Marat: Also we have some people who thinking that Kazakhstan cannot grow up the startup ecosystem without helping from neighbors like China, Russia or Belarus. Some people thinking that we need their help. Something from their side. What do you think can Kazakhstan do it by own self or we need to cooperate?
Tim: Well, I think every startup needs to connect with people all around the world, so that they understand what the rest of the world is looking for. And so Yes, I think they should connect with China, with Russia and the Silicon Valley. And we have a network of venture capital funds, Draper venture Network and they're all over the world. They interconnect and we have ways of communicating when somebody needs somebody in London, or somebody needs to meet the Prime Minister of Kazakhstan, somebody needs to meet the president of Google. We have ways of reaching all of them, so having that kind of thing is really good for entrepreneurs because they come up, we might fund them and they will part of our network. And then we can say Oh yeah you should talk to this person because they ran a company like that 10 years ago. And I think they're gonna have some good things to say to you.
So, I would Yes. I would be very open, I would not try to be isolationist. I don't like isolationism anywhere because I actually think that we are moving from a world international to a world that is global. International world has many nations, that all kind of saying this is my territory, this is your territory. I think those nations are gonna have to compete for us, and they gonna all be interconnected. And the people are gonna be able to choose the nation that works for that. And I think any kind of isolationism is a bad idea. And any any kind of connection is a good idea.
Marat: We have on a final part of our interview, and I want to ask the question that interested me. About your book.
Tim: Yeah. It is coming out, good for you. And I just put it out on Medium. So we're gonna have a few a chapter at a time is going to come out on medium. And then we're gonna launch the book.
My book is about the startup hero. And it is kind of fun thing, it kind of a textbook on what it is you need to do if you gonna be a startup hero. It gives you some thoughts about the pitfalls and the opportunities. And even if you don't have an idea, if you go through my book, you will have 50 ideas for what kind of business to start. And it is mostly for people who have that little spark in their eye, where they want to really do something with their life. And then it is also for people who just want to learn what I did, because there were there bunch of stories I have the hotmail story and a bitcoin story. I have some fun stories from. I think it will be fun read.

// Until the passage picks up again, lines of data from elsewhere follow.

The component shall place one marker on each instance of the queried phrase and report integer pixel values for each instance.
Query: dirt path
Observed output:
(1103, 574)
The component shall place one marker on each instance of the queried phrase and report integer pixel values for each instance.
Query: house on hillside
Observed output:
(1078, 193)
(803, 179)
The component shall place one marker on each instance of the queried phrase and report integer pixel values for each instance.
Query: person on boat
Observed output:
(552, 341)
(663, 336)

Marat: Final question. Your three main advices for startups that starting seeking investments. Three main advices in two-three words.
Tim: One is to make sure that you are showing people your entire vision. Not just like the little one. Because the little one won't get funded. You have to be projecting out 15 years or 30 years. To where this business becomes in industry. So, or if maybe people are just thinking to small. So think big and when you pitch your business, pitch the long-term vision. That's what a venture capitalist wants to hear.

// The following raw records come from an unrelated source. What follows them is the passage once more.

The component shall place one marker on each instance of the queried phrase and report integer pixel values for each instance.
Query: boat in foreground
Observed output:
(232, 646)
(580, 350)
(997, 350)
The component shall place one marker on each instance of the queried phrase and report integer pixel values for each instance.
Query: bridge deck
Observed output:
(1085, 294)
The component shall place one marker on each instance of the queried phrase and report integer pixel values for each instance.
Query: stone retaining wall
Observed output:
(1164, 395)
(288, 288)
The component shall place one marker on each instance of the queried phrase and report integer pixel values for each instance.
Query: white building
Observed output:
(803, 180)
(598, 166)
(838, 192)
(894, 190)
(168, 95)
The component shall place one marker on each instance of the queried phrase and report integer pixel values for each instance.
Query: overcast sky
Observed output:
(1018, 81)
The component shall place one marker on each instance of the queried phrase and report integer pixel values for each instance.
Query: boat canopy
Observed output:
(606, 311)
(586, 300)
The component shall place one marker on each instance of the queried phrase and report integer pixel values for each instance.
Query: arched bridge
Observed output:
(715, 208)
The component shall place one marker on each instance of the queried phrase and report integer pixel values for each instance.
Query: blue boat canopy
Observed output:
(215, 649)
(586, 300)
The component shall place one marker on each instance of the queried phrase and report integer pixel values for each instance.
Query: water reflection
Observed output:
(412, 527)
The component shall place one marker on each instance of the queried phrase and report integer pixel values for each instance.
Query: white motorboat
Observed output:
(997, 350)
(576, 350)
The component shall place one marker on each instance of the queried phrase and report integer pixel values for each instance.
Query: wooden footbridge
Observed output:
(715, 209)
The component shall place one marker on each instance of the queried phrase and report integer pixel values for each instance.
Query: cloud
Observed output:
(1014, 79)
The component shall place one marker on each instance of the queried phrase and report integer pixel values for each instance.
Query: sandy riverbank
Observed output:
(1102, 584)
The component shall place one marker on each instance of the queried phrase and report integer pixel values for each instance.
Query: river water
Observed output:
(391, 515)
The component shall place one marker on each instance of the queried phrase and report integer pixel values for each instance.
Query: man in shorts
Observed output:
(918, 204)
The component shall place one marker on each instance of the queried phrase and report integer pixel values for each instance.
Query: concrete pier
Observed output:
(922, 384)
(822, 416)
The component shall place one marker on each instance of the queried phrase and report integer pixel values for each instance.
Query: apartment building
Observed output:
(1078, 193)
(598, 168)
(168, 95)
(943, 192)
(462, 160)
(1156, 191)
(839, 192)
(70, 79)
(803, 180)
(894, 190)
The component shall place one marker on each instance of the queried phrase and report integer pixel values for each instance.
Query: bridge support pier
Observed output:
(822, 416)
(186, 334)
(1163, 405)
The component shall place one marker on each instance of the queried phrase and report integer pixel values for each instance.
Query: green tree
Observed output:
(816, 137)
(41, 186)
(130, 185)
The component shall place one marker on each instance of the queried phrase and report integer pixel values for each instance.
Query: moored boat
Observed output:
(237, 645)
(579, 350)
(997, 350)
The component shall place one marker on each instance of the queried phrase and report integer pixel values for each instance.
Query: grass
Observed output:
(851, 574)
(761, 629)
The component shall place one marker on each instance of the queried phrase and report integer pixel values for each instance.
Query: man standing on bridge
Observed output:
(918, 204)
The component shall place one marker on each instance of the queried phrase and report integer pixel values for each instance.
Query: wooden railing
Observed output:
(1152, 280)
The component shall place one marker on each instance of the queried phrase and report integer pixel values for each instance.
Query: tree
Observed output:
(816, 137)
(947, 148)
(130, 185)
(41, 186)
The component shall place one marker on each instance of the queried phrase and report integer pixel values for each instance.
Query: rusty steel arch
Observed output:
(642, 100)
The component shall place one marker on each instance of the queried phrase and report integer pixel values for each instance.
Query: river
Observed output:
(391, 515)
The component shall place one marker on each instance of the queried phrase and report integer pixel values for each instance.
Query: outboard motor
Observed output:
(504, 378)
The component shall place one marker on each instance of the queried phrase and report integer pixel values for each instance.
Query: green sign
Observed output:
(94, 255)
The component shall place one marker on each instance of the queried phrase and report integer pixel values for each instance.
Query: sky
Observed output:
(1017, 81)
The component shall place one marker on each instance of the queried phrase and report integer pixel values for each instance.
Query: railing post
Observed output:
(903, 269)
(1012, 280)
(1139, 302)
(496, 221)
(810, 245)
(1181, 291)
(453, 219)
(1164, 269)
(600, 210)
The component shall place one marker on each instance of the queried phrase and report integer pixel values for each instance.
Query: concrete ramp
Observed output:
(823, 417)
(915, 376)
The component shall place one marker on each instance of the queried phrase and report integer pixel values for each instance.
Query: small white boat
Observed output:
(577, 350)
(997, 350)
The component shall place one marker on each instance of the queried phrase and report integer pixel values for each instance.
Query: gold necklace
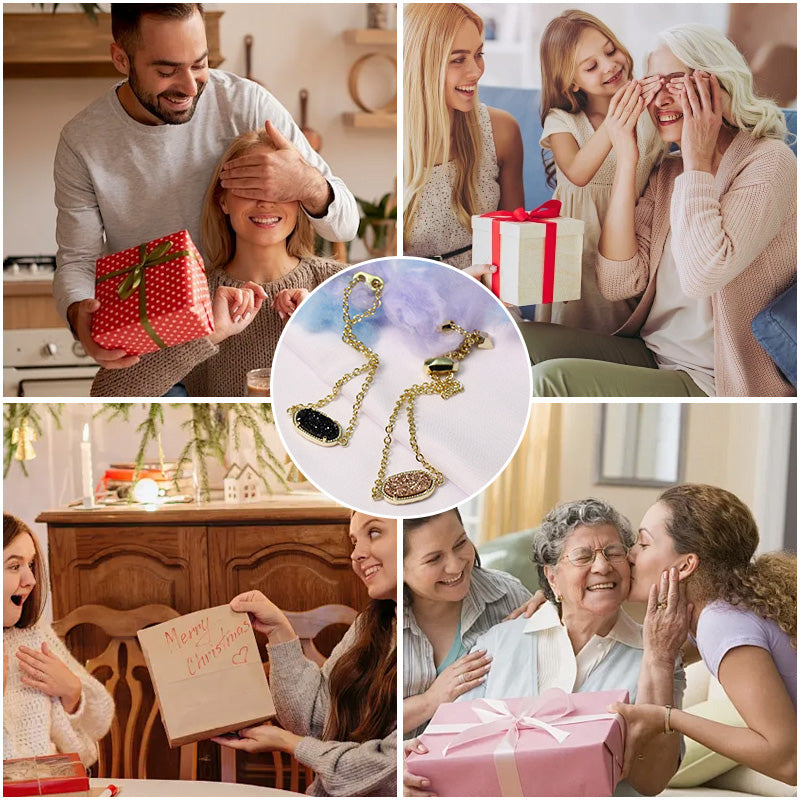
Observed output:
(414, 485)
(308, 419)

Number two believe it yourself. Picture it. Believe it. Own it. Because if you do then people will follow you. Elon Mask said "We're going to Mars". And 95% of the population says he's crazy. But he gets the best engineers in the world to come join him, because they're saying "Huh, how would we get to Mars?" So believe it. He's a believer, and if you believer you can take people with you.
Third thing is which is what you alluded to before look for industries that are bad service, high cost and see if you can take an interesting new technology like the blockchain, 3D printing or Bitcoin or VR whatever, and apply it to that new industry. And see if you can get a wedge into that new industry before the competitors come after you.